Heartbrand Beef, Inc. v. Lobel's of New York, LLC, 2009 WL 311087 (S.D. Tex.)

Eric Goldman seems to like this decision, but my read is a little different. Yahoo!’s lawyers here may have assumed the judge knew more TM law than the judge in fact knew. Heartbrand alleged a bait-and-switch scheme by four defendants, including Yahoo!; the other defendants settled out. Heartbrand sells Akaushi beef, a heavily regulated Japanese product, and alleged that it’s the only provider of Akaushi beef in the US. One defendant allegedly operated akaushisteaks.com, which had no content other than links, some of which included “Akaushi.” Clicking on those links took people to lobels.com; Lobel’s sells beef, but not Akaushi beef.

The complaint against Yahoo!: when a user searched for “Akaushi,” the first paid listing was lobels.com. Heartbrand alleged violations of the Lanham Act and Texas common-law unfair competition.

According to the court, Yahoo! devoted much of its argument to arguing that Heartbrand hadn’t adequately alleged direct or secondary trademark infringement. But, the court reasoned, Heartbrand didn’t make any trademark infringement claims. Its claims were labeled “False Designation of Origin” and “Common Law Unfair Competition.”

Is false designation of origin a claim under 43(a)(1)(A) or (a)(1)(B)? Cases have said different things. However, the Fifth Circuit “consistently” lists five elements to be proven regardless of which section is at issue. (Here we start to go off the rails; this is just not so, though it may be true with respect to false designation of origin claims.) The elements are: (1) The defendant made a false or misleading statement of fact about its product or service (comment: nope; the Lanham Act specifically contemplates that statements about one’s own or someone else’s products or services can be false advertising); (2) deception/capacity to deceive; (3) materiality; (4) interstate commerce; and (5) likely injury to plaintiff.

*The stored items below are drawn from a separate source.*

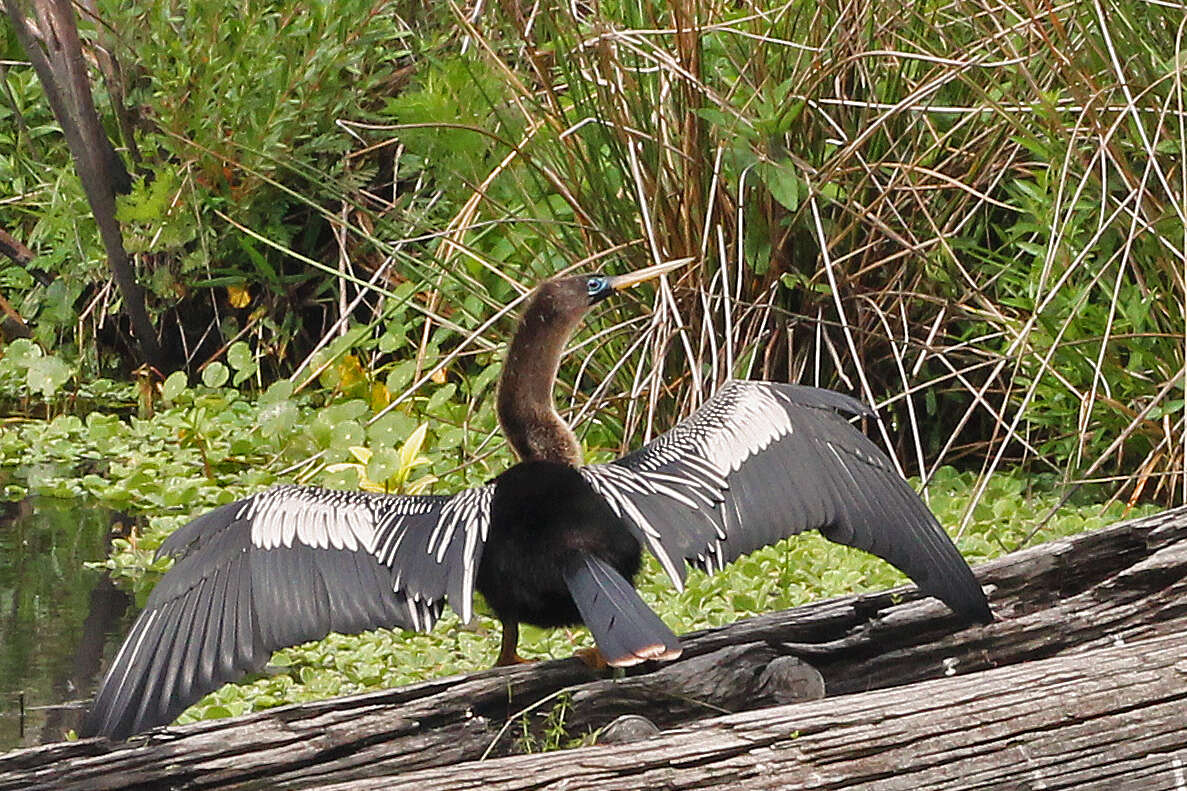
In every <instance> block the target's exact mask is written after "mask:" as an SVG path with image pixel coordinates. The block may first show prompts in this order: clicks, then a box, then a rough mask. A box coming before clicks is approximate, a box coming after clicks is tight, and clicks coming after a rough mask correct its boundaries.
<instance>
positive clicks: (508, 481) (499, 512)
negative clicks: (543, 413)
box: [475, 461, 642, 626]
mask: <svg viewBox="0 0 1187 791" xmlns="http://www.w3.org/2000/svg"><path fill="white" fill-rule="evenodd" d="M494 485H495V492H494V495H493V499H491V502H490V533H489V534H488V536H487V545H485V548H484V549H483V552H482V562H481V563H480V564H478V577H477V581H476V584H475V587H476V588H477V589H478V593H481V594H482V595H483V597H484V599H485V600H487V603H488V605H489V606H490V608H491V609H494V610H495V614H496V615H499V618H500V619H501V620H503V621H516V622H521V624H532V625H533V626H571V625H575V624H580V622H582V616H580V613H578V610H577V605H576V603H575V602H573V597H572V594H571V593H570V589H569V584H567V583H566V582H565V570H566V569H569V568H571V567H572V564H573V563H575V562H576V559H577V558H578V557H579V556H580V555H582V553H588V555H592V556H595V557H598V558H601V559H602V561H604V562H605V563H607V564H609V565H610V567H611V568H614V569H615V570H616V571H617V572H618V574H621V575H622V576H623V577H624V578H627V580H634V578H635V575H636V574H639V567H640V563H641V562H642V548H641V546H640V544H639V539H636V538H635V537H634V536H633V534H631V532H630V529H628V527H627V525H626V524H624V523H623V521H622V519H621V518H620V517H617V515H616V514H615V513H614V512H612V511H611V510H610V507H609V506H608V505H607V504H605V500H604V499H602V498H599V496H598V495H597V494H596V493H595V492H594V489H592V488H590V485H589V483H586V482H585V480H584V479H583V477H582V476H580V474H579V473H578V472H577V470H576V469H575V468H572V467H569V466H567V464H558V463H556V462H546V461H527V462H520V463H519V464H515V466H514V467H512V468H510V469H508V470H507V472H506V473H503V474H502V475H500V476H499V477H496V479H495V483H494ZM513 580H514V581H515V583H514V584H508V582H509V581H513Z"/></svg>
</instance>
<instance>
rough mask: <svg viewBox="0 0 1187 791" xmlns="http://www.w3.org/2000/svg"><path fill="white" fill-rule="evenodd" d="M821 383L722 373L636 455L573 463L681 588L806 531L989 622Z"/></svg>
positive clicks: (960, 556)
mask: <svg viewBox="0 0 1187 791" xmlns="http://www.w3.org/2000/svg"><path fill="white" fill-rule="evenodd" d="M842 413H850V415H869V413H870V412H869V410H868V409H867V407H865V406H864V405H863V404H861V403H859V401H856V400H855V399H852V398H850V397H848V395H843V394H840V393H834V392H831V391H826V390H818V388H814V387H802V386H798V385H781V384H775V382H762V381H730V382H726V384H725V385H724V386H723V387H722V388H721V390H719V391H718V392H717V394H716V395H713V397H712V398H711V399H709V400H707V401H705V404H704V405H703V406H702V407H700V409H699V410H697V412H694V413H693V415H692V416H691V417H688V418H687V419H686V420H684V422H681V423H680V424H679V425H677V426H675V428H674V429H672V430H671V431H668V432H667V434H665V435H661V436H660V437H658V438H656V439H654V441H653V442H650V443H648V444H646V445H643V447H642V448H640V449H639V450H636V451H635V453H631V454H629V455H627V456H624V457H623V458H620V460H617V461H616V462H612V463H609V464H595V466H590V467H584V468H582V474H583V475H584V476H585V480H586V481H589V483H590V485H591V486H592V487H594V489H595V491H596V492H598V493H599V494H601V495H602V496H604V498H605V499H607V501H608V502H609V504H610V506H611V508H614V511H615V512H616V513H617V514H618V515H620V517H622V518H623V519H626V520H627V521H628V523H629V524H631V525H633V526H634V527H635V531H636V533H637V534H639V537H640V539H642V540H643V543H645V544H646V545H647V546H648V548H649V549H650V551H652V553H653V555H655V556H656V558H659V561H660V563H661V565H662V567H664V568H665V570H666V571H667V572H668V576H671V577H672V581H673V582H674V583H675V584H677V586H678V587H680V586H681V584H683V581H684V575H685V568H684V563H685V561H688V562H690V563H692V564H694V565H698V567H700V568H704V569H706V570H709V571H716V570H718V569H722V568H723V567H724V565H725V564H726V563H729V562H731V561H734V559H735V558H737V557H740V556H742V555H745V553H747V552H751V551H754V550H756V549H758V548H760V546H766V545H768V544H773V543H775V542H776V540H779V539H781V538H786V537H787V536H792V534H795V533H799V532H802V531H805V530H819V531H820V532H821V533H824V536H825V537H826V538H829V539H831V540H834V542H838V543H840V544H846V545H849V546H856V548H858V549H862V550H865V551H868V552H871V553H874V555H877V556H878V557H881V558H883V559H886V561H888V562H889V563H891V564H893V565H894V567H896V568H897V569H900V570H901V571H903V572H904V574H906V575H907V576H909V577H910V578H912V580H914V581H915V582H916V583H918V584H919V587H920V589H921V590H922V591H923V593H926V594H929V595H934V596H937V597H939V599H941V600H942V601H945V602H946V603H947V605H948V606H950V607H952V608H953V609H956V610H957V612H959V613H961V614H963V615H965V616H967V618H970V619H973V620H980V621H988V620H991V615H990V613H989V605H988V603H986V601H985V595H984V593H983V591H982V590H980V587H979V586H978V584H977V581H976V578H975V577H973V575H972V571H971V570H970V569H969V565H967V563H965V561H964V558H963V557H961V556H960V552H959V551H958V550H957V548H956V545H953V543H952V539H951V538H948V536H947V533H945V532H944V529H942V527H940V525H939V523H938V521H937V520H935V517H934V515H932V512H931V511H928V508H927V506H926V505H925V504H923V502H922V500H920V499H919V495H916V494H915V492H914V491H913V489H912V488H910V486H909V485H908V483H907V482H906V481H904V480H903V479H902V477H901V476H900V475H899V473H897V472H896V470H895V468H894V466H893V464H891V463H890V460H889V458H887V456H886V454H883V453H882V451H881V450H878V448H877V447H876V445H875V444H874V443H872V442H870V441H869V439H868V438H867V437H865V435H863V434H862V432H861V431H858V430H857V429H856V428H853V426H852V425H850V424H849V422H848V420H846V419H845V418H844V417H843V415H842Z"/></svg>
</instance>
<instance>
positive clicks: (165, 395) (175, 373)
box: [160, 371, 190, 401]
mask: <svg viewBox="0 0 1187 791" xmlns="http://www.w3.org/2000/svg"><path fill="white" fill-rule="evenodd" d="M189 384H190V382H189V379H188V378H186V375H185V372H184V371H174V372H173V373H171V374H169V378H167V379H166V380H165V384H164V385H163V386H161V388H160V397H161V398H164V399H165V400H166V401H176V400H177V397H178V395H180V394H182V393H184V392H185V388H186V386H188V385H189Z"/></svg>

From faulty premise (1), the court proceeded to get half the right answer. False designation of origin, the court said, is often passing off or reverse passing off, which Yahoo! can’t be doing because it’s not in the business of selling beef. Regardless, Heartbrand didn’t identify any actual statement made by Yahoo! Yahoo! only placed a link to lobels.com in response to certain searches, which it did at the direction of third parties. That’s not a “statement.” (In other words, Yahoo!’s liability could only be secondary at most.) Anyway, even if Heartbrand had alleged a statement, that statement wasn’t about Yahoo!’s own goods or services. (As noted, not relevant.) So, there’s no false designation of origin claim.

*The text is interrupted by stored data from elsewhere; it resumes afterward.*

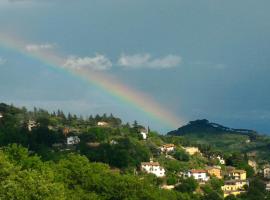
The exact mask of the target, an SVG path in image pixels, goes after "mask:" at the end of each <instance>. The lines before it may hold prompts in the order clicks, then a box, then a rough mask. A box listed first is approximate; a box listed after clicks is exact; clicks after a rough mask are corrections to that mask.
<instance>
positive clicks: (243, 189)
mask: <svg viewBox="0 0 270 200" xmlns="http://www.w3.org/2000/svg"><path fill="white" fill-rule="evenodd" d="M245 185H248V181H246V180H229V181H225V183H224V186H222V187H221V189H222V191H223V192H224V198H225V197H227V196H229V195H239V194H241V193H243V192H245V187H244V186H245Z"/></svg>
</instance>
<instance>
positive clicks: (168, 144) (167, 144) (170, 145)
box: [163, 144, 175, 148]
mask: <svg viewBox="0 0 270 200" xmlns="http://www.w3.org/2000/svg"><path fill="white" fill-rule="evenodd" d="M163 147H165V148H169V147H175V145H174V144H164V145H163Z"/></svg>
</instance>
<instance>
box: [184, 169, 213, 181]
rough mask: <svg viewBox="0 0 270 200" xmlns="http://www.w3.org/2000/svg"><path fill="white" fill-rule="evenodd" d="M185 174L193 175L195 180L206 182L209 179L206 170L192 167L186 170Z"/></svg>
mask: <svg viewBox="0 0 270 200" xmlns="http://www.w3.org/2000/svg"><path fill="white" fill-rule="evenodd" d="M186 176H187V177H193V178H194V179H195V180H197V181H203V182H206V181H208V180H209V176H208V175H207V171H206V170H198V169H192V170H189V171H188V172H187V174H186Z"/></svg>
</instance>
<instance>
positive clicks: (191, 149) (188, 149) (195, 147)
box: [183, 147, 201, 156]
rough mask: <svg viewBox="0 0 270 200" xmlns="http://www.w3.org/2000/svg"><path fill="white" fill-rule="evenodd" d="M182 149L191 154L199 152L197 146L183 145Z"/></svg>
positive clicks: (189, 154) (190, 154)
mask: <svg viewBox="0 0 270 200" xmlns="http://www.w3.org/2000/svg"><path fill="white" fill-rule="evenodd" d="M183 149H184V150H185V151H186V152H187V153H188V154H189V155H191V156H192V155H194V154H196V153H199V154H201V152H200V150H199V148H198V147H183Z"/></svg>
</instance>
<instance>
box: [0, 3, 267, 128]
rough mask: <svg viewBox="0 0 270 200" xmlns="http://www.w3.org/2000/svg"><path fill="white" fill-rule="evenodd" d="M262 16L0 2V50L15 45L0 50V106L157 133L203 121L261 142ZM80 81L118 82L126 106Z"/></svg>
mask: <svg viewBox="0 0 270 200" xmlns="http://www.w3.org/2000/svg"><path fill="white" fill-rule="evenodd" d="M269 7H270V1H269V0H258V1H254V0H237V1H235V0H226V1H224V0H203V1H193V0H167V1H164V0H136V1H135V0H109V1H108V0H0V41H1V37H3V35H5V36H8V38H9V42H8V43H20V45H21V46H20V47H16V48H14V47H13V48H9V44H8V45H1V42H0V102H5V103H13V104H14V105H16V106H26V107H27V108H30V109H31V108H33V107H34V106H36V107H42V108H45V109H48V110H50V111H53V110H56V109H58V108H60V109H63V110H64V111H65V112H72V113H75V114H78V115H83V116H87V115H90V114H93V115H95V114H98V113H99V114H103V113H108V114H110V113H113V114H114V115H116V116H119V117H121V118H122V119H123V121H125V122H127V121H129V122H132V121H134V120H137V121H138V122H140V123H142V124H143V125H146V126H150V128H152V129H154V130H157V131H159V132H160V133H166V132H167V131H169V130H172V129H175V128H178V127H180V126H181V125H183V124H185V123H187V122H188V121H190V120H195V119H204V118H206V119H208V120H209V121H212V122H217V123H220V124H222V125H225V126H229V127H234V128H247V129H254V130H257V131H259V132H261V133H270V92H269V91H270V90H269V89H270V66H269V65H270V56H269V52H270V23H269V21H270V12H269ZM2 40H5V39H3V38H2ZM12 41H13V42H12ZM16 41H17V42H16ZM22 44H23V46H22ZM13 46H14V44H13ZM15 46H16V45H15ZM18 48H20V51H18V50H17V49H18ZM36 54H38V55H39V57H42V59H43V60H49V61H50V63H54V64H57V65H59V66H61V68H62V69H63V68H64V69H66V70H69V71H72V73H63V71H62V70H56V69H53V68H52V67H49V66H48V64H46V63H44V62H42V61H41V60H42V59H35V57H38V56H35V55H36ZM31 55H32V56H31ZM33 55H34V56H33ZM48 55H49V56H48ZM56 60H57V61H56ZM81 71H87V73H88V72H89V74H90V73H91V74H94V73H101V74H102V76H103V75H104V76H105V77H109V78H108V79H107V78H106V80H111V78H112V80H117V82H118V83H117V84H118V86H119V85H121V87H120V86H119V87H117V88H118V89H122V87H125V88H126V90H125V91H122V93H121V91H120V93H121V94H122V96H123V95H124V96H126V97H127V96H128V99H129V100H128V101H126V100H123V98H119V95H113V94H112V92H110V91H108V87H109V86H108V85H107V86H106V87H107V89H106V87H105V89H104V88H102V87H97V86H96V85H95V84H93V83H91V81H90V82H89V80H88V81H86V80H85V79H91V77H90V76H87V75H85V76H86V78H84V79H83V78H81V77H80V76H78V75H74V73H75V74H76V73H77V72H81ZM87 73H86V74H87ZM81 74H82V73H81ZM92 77H93V75H92ZM103 80H105V78H103ZM99 81H100V80H99ZM101 82H102V81H101ZM101 82H99V83H98V84H103V83H101ZM108 82H110V81H108ZM117 88H115V90H117ZM115 92H116V93H117V91H115ZM136 95H137V96H136ZM145 96H147V97H149V99H145V98H144V97H145ZM132 98H135V99H137V100H134V101H133V100H132ZM144 101H145V103H144ZM130 102H132V103H130ZM138 102H139V103H138ZM151 105H156V106H153V108H152V109H150V108H147V107H148V106H150V107H151ZM140 106H141V107H142V108H140ZM145 110H147V112H145ZM156 110H162V111H164V110H166V111H167V112H166V113H165V112H164V115H163V112H161V111H160V112H158V111H156ZM156 115H158V117H155V116H156ZM171 118H175V120H172V119H171ZM165 121H176V122H178V121H179V125H178V124H176V123H175V122H174V123H173V125H168V123H165Z"/></svg>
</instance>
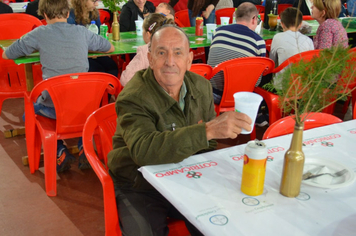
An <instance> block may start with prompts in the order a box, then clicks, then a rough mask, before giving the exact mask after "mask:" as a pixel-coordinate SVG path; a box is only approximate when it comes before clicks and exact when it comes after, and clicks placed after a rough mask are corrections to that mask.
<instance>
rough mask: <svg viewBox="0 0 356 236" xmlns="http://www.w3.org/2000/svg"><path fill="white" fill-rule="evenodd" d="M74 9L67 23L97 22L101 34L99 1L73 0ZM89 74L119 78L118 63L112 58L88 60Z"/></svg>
mask: <svg viewBox="0 0 356 236" xmlns="http://www.w3.org/2000/svg"><path fill="white" fill-rule="evenodd" d="M71 3H72V5H71V6H72V9H71V10H70V13H69V17H68V19H67V22H68V23H69V24H75V25H83V26H88V25H90V22H91V21H95V24H96V26H97V27H98V30H99V31H98V32H99V34H100V25H101V22H100V17H99V11H98V9H96V7H97V5H98V4H99V3H98V1H93V0H71ZM87 60H88V61H89V72H103V73H109V74H111V75H113V76H116V77H117V76H118V74H119V69H118V66H117V64H116V62H115V61H114V60H113V59H111V58H110V57H97V58H88V59H87Z"/></svg>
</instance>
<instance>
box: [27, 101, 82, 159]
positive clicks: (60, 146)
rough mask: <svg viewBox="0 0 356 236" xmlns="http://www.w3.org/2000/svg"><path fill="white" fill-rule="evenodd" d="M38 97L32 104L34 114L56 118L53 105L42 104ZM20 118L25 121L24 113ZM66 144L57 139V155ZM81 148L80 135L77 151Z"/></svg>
mask: <svg viewBox="0 0 356 236" xmlns="http://www.w3.org/2000/svg"><path fill="white" fill-rule="evenodd" d="M39 100H40V97H39V98H38V99H37V101H36V103H34V104H33V108H34V110H35V114H36V115H40V116H44V117H47V118H50V119H54V120H55V119H56V110H55V109H54V107H47V106H44V105H42V104H41V103H40V102H39ZM22 119H23V120H24V121H25V114H24V115H23V116H22ZM65 148H66V146H65V145H64V143H63V140H57V156H60V155H61V154H62V152H63V150H64V149H65ZM82 148H83V139H82V137H80V138H79V140H78V149H79V151H80V150H81V149H82Z"/></svg>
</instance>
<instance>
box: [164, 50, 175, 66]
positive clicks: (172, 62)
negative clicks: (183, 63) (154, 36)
mask: <svg viewBox="0 0 356 236" xmlns="http://www.w3.org/2000/svg"><path fill="white" fill-rule="evenodd" d="M166 65H168V66H172V65H174V53H173V52H168V53H167V57H166Z"/></svg>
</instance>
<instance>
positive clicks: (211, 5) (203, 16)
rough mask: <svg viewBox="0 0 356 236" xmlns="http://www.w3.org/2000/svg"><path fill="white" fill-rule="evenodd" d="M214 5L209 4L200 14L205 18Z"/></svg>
mask: <svg viewBox="0 0 356 236" xmlns="http://www.w3.org/2000/svg"><path fill="white" fill-rule="evenodd" d="M214 8H215V7H214V5H213V4H210V5H209V6H208V7H207V8H206V9H205V11H203V12H202V15H203V17H204V18H205V19H208V18H209V16H210V13H211V12H212V11H213V10H214Z"/></svg>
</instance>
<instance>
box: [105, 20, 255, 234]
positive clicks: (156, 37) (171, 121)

The trouble with not understanding Yahoo!’s arguments—that this conduct of targeting paid ads to search terms, if actionable at all, is only actionable as secondary trademark infringement, or perhaps secondary false advertising—is that it invites repleading. Plus, here the court determined that Yahoo!’s arguments didn’t cover the common law unfair competition claim, which survived. But what was the nature of the unfair competition here? It used to be a standard line, as Mark McKenna has noted, that “unfair competition” requires “competition,” clearly not present here. So the state claim, whatever it means, breathes on.